Pipelining has two stages, i.e. Fetch Stage and Execute Stage. Fetch stage
stores up to 6 bytes of instructions in queue, while execute stage executes
them.

·        
It has large number of transistors,
approximately 29,000 transistors.

Architecture
of 8086:

8086 microprocessor is divided into two functional
units-

1.      Execution
Unit (EU)

2.      Bus
Interface Unit (BIU).

Execution
Unit (EU)-

This unit commands BIU starting from where to fetch
the data and then decode and execute those instructions through giving
instruction. By using instruction decoder and ALU, it controls operations on
data.

Some functional part of 8086 microprocessor are:

1.      ALU-
It handles arithmetic and logical operations.

2.      Flag
Register- 16-bit register which changes it status according to the result
stored in the accumulator. There are in total 9 flags. They are divided into 2
groups – Condition Flags and Control Flags.

3.      Status
Flags- It represents the result of the last instruction executed.

a.       Carry
Flag: This will indicate the final carry of the instruction.

b.      Auxiliary
Flag: This will represent the in between carries generated by the instruction
executed.

c.       Parity
Flag: It will show the whether number of 1’s is odd or even in the result.

d.      Zero
Flag: If the result of the operation is zero, then the flag will be set to 1
else 0.

e.       Sign
Flag: When the result of the operation is negative, then the flag is set to 1 else
set to 0.

f.       Overflow
Flag: This will indicate the result when the capacity of the system is
exceeded.

4.      Control
Flags- It controls the operation of the EU.

a.       Trap
Flag: For debugging, it allows the user to execute one instruction at a time
and is used for single step control.

b.      Interrupt
Flag: It allows/prohibits interruption of a program. To enable the interruption,
it is set to 1 else set to 0 for interrupt disabled.

c.       Direction
Flag: If is used for the string operation. If the pointer is pointed at the
last character of the string, then the flag is set to 1 and the pointer will be
decremented. If the pointer is pointing to the first character of the string,
then the flag is set to 0 and will be incremented.

5.      General
Purpose Registers- There are 8 general purpose registers, namely, AH, AL, BH,
BL, CH, CL, DH, and DL. These can be used individually to store 8-bit data and
can be stored as 16-bit by making pairs. It is referred to the AX, BX, CX, and
DX respectively.

a.       Accumulator
register (AX) – Used to store operand for arithmetic operations.

b.      Base
register (BX) – Used to store the starting bas address of the memory area.

c.       Counter
(CX) – Used in loop instruction to store the loop counter.

d.      Data
register (DX) – Used to hold I/O port address for I/O instruction.

6.      Stack
Pointer Register- It holds the address from the start of the segment to the
memory location.

Bus
Interface Unit (BIU):

It takes care of all the data and addresses transferred
on the buses for the EU, EU has no direct connection with System Buses so it is
possible with the BIU. Both the units are connected with the internal buses.

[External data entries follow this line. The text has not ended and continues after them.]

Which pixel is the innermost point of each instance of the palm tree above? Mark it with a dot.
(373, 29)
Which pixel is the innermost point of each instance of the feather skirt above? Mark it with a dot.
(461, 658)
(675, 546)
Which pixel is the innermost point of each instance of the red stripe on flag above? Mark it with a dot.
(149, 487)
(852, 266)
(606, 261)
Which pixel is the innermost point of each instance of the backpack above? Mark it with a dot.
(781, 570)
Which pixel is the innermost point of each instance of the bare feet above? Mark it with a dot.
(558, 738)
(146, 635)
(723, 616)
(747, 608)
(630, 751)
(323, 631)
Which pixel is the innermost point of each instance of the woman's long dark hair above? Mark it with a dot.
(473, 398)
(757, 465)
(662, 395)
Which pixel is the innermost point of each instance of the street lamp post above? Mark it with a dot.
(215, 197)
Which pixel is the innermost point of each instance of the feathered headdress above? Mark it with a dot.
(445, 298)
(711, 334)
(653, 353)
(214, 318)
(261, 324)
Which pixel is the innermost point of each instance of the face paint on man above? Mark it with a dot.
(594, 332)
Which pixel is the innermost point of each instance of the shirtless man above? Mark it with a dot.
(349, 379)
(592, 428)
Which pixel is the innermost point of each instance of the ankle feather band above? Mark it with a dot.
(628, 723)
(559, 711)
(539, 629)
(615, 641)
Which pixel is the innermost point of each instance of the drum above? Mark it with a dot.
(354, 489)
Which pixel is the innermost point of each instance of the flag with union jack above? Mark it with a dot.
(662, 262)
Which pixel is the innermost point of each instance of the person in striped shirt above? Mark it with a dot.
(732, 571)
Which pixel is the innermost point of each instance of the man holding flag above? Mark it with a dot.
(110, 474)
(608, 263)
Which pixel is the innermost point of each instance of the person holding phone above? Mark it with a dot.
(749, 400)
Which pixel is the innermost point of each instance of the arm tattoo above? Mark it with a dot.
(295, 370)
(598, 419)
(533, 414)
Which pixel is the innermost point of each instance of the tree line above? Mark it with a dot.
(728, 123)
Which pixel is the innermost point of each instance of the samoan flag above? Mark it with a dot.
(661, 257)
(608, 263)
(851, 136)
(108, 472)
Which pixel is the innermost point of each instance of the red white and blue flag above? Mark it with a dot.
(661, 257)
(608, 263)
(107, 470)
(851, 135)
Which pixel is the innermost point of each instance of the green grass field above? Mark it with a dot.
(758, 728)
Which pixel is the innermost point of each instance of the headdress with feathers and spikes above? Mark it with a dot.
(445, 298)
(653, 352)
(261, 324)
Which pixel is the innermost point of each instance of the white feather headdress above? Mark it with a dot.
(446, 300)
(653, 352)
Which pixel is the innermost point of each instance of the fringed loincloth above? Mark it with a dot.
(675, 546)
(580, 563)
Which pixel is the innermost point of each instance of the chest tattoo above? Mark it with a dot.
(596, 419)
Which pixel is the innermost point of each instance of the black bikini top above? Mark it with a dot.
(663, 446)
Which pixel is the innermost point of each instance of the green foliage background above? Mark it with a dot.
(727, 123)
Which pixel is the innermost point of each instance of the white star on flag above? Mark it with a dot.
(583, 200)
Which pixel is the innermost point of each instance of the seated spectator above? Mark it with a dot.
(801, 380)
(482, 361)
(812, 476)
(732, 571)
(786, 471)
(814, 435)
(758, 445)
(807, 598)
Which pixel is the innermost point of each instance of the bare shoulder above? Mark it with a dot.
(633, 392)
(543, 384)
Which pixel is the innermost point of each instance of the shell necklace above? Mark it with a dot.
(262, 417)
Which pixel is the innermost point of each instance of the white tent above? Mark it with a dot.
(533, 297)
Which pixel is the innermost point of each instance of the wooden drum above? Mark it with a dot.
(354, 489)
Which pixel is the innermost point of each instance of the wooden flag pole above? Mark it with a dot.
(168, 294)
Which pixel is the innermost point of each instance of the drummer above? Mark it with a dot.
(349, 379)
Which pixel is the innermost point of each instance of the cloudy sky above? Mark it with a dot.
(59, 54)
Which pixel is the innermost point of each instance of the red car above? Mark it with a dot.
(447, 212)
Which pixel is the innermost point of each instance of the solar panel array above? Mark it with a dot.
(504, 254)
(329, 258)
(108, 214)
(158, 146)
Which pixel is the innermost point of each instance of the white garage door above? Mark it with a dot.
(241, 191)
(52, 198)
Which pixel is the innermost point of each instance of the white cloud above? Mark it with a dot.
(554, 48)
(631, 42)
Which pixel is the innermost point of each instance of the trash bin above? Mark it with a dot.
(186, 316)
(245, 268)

BIU has following functional parts-

1.      Instruction
queue- Up to 6 bytes of next instruction is given to BIU which stores them in
the instruction queue. When EU is ready to fetch the next instruction, it
simply reads it from the instruction queue resulting in execution speed.
Fetching the next instruction before the current execution is completed is
called as Pipelining.

2.      Segment
register- Bus Interface Unit has 4 segment buses, i.e. CS, DS, SS, and ES.

a.       Code
Segment (CS) – It addresses the memory location in the code segment of the
memory.

b.      Data
Segment (DS) – Consist of data used by the program and is accessed in the DS by
an offset address.

c.       Stack
Segment (SS) – Handles memory to store data and addresses.

d.      Extra
Segment (ES) – It is additional data segment used by the string to hold the
extra destination data.

3.      Instruction
Pointer- This pointer holds the address of the next instruction to be executed.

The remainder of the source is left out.